Bile Negra, do
escritor Oscar Nestarez, foi publicado pela Editora Empíreo em 2017 (168
páginas). A obra, como bem define o nome, trata da bile negra. Mas o que é bile
negra? Do grego (mélas) e cholé (bile), pode ser definida como a melancolia.
Eis aqui, leitor, uma obra que tem o clima de seu tema central desde a capa até a última palavra
impressa na última página. A história começa ambientada na cidade de São Paulo
e tem como protagonista, um tradutor chamado Vex, que também é o narrador.
A história começa
quando ele está num consultório psiquiátrico, olhando para os outros pacientes,
imaginando o que poderia ter acontecido com eles para que estivesse ali naquela
mesma sala de espera. O que aflige aquelas mentes? É ali também que ele percebe
os primeiros sinais: “...as escleras
levemente escurecidas da jovem moça (...) Como se o branco dos olhos dela,
retraídos no poço das olheiras, estivesse levemente sujo. Encardido.”
Aos poucos descobrimos
que Vex já teria passado por algumas situações de abalo emocional. Ele se
reencontra com alguns amigos depois de um tempo ausente em que esteve “narcotizado por remédios” e a retomada
da vida social faz com que ele volte a se relacionar com San.
O jovem tradutor é
convidado para trasladar um livro chamado Bile Negra (Bible of the Black Bile), escrito por Grigora – um autor que mantém
sua identidade sob sigilo. O livro trata da teoria humoral: “uma antiga teoria médica segundo a qual a
nossa saúde se mantinha pelo equilíbrio entre quatro humores: sangue, fleuma,
bile amarela e bile negra.” Os humores que são mencionados estariam ligados
ao coração, sistema respiratório, fígado e baço, respectivamente.
Alguns sinais
estranhos começam a aparecer e a mente das pessoas se perde quando essa
substância escura os toma, deixa seus olhos totalmente negros e recruta o que
há de mais assustador na profundeza de suas mentes. A bile negra, que ocorreria
no corpo/mente das pessoas, toma uma forma ao impactar os personagens que são
por ela dominados. Tal sustância tem se espalhado pelos bairros e cidades, o
que é ratificado quando Vex sai em busca do que ele imagina ser capaz de
auxiliá-lo a fugir dessa substância e evitar que ela se espalhe. Nessa busca, tem
notícia que em outros locais, coisas estranhas vinham acontecendo. E as cenas
em que tais eventos bizarros acontecem são estarrecedoras e bem descritas.
O terror que a
substância causa é angustiante, tanto para os personagens que vivem o horror em
suas mentes, quanto para o leitor que é sugado pela história, querendo
descobrir o que efetivamente acontecerá a Vex e seus amigos. No caso de Vex, a
sua trajetória torna-se uma resposta a ser perseguida, sobretudo imaginada e
interpretada por quem lê.
A melancolia é um
estado mórbido que se revela ao abater o ser humano mentalmente e fisicamente,
o que pode, inclusive, acarretar vários problemas psiquiátricos. É possível, de
outro modo, ser entendida até como uma grande tristeza, um profundo pesar ou
como depressão. E aqui, temos aberta, diante de nós uma importante vertente a
ser questionada pelo leitor. Vex estaria passando por um momento de depressão,
dado os problemas pregressos que ele teve e pelo seu estado psiquiátrico?

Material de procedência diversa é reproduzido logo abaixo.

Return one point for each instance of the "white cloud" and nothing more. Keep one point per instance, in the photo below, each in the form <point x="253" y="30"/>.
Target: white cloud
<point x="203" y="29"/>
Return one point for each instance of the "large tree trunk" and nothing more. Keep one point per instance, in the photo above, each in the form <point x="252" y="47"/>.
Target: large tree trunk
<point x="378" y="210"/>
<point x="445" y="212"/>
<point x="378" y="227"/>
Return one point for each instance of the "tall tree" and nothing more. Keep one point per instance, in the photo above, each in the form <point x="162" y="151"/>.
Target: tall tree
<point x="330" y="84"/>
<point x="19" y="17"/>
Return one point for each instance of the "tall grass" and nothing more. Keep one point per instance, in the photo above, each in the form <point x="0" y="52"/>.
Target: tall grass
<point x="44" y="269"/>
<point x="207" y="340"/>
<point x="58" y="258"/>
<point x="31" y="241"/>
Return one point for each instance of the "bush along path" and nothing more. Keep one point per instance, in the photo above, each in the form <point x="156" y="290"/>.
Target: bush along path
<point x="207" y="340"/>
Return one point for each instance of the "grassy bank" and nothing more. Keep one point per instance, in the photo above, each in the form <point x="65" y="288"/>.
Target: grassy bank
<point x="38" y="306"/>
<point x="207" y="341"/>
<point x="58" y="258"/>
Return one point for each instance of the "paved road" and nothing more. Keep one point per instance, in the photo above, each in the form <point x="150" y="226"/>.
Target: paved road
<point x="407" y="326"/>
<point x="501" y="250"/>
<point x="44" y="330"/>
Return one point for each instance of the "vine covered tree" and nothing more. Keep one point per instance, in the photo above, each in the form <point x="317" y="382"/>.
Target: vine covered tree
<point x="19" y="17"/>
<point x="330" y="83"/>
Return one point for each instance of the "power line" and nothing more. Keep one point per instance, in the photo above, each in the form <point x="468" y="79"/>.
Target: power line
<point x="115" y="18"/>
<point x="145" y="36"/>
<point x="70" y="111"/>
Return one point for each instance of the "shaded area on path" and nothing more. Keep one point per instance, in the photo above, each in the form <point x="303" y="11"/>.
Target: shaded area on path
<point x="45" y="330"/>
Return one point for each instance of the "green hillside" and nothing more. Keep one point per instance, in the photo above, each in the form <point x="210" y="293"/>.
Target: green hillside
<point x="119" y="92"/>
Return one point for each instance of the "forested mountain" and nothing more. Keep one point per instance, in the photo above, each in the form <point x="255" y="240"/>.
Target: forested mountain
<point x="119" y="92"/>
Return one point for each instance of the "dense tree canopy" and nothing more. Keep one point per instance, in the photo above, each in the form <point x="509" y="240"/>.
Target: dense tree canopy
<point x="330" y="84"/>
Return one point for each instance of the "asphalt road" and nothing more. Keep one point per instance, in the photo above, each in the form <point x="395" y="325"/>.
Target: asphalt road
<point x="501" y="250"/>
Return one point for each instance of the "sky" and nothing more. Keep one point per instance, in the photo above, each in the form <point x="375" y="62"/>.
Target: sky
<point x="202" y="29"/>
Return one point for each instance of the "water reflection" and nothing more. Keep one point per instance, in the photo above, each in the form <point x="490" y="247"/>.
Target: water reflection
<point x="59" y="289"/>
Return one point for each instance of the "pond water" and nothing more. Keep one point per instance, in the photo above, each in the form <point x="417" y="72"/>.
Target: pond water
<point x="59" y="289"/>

Estaria ele transpondo para o mundo
real suas tormentas mentais? Ao longo do
livro, perceberá o leitor que há uma série de eventos e de ações do personagem
que nos levam a crer que ele tem uma tendência depressiva.
“Sinto meus músculos, vasos e nervos se rompendo. E
ainda percebo, no céu acima, um véu escuro a soterrar os clarões...”
A narrativa de
Oscar Nestarez nos coloca em contato direto com a desordem mental do personagem
narrador. Sua mente atacada e sua fuga incessante para manter-se distante da
escuridão, parece ser a busca humana pela felicidade, por uma clareira, que o
tire de qualquer estado perturbador. Uma busca por um lugar de paz em que o
refúgio exista para o corpo, a mente, a alma. Será que o personagem encontrará?
A escuridão o
persegue. Tal qual na vida real, a “escuridão”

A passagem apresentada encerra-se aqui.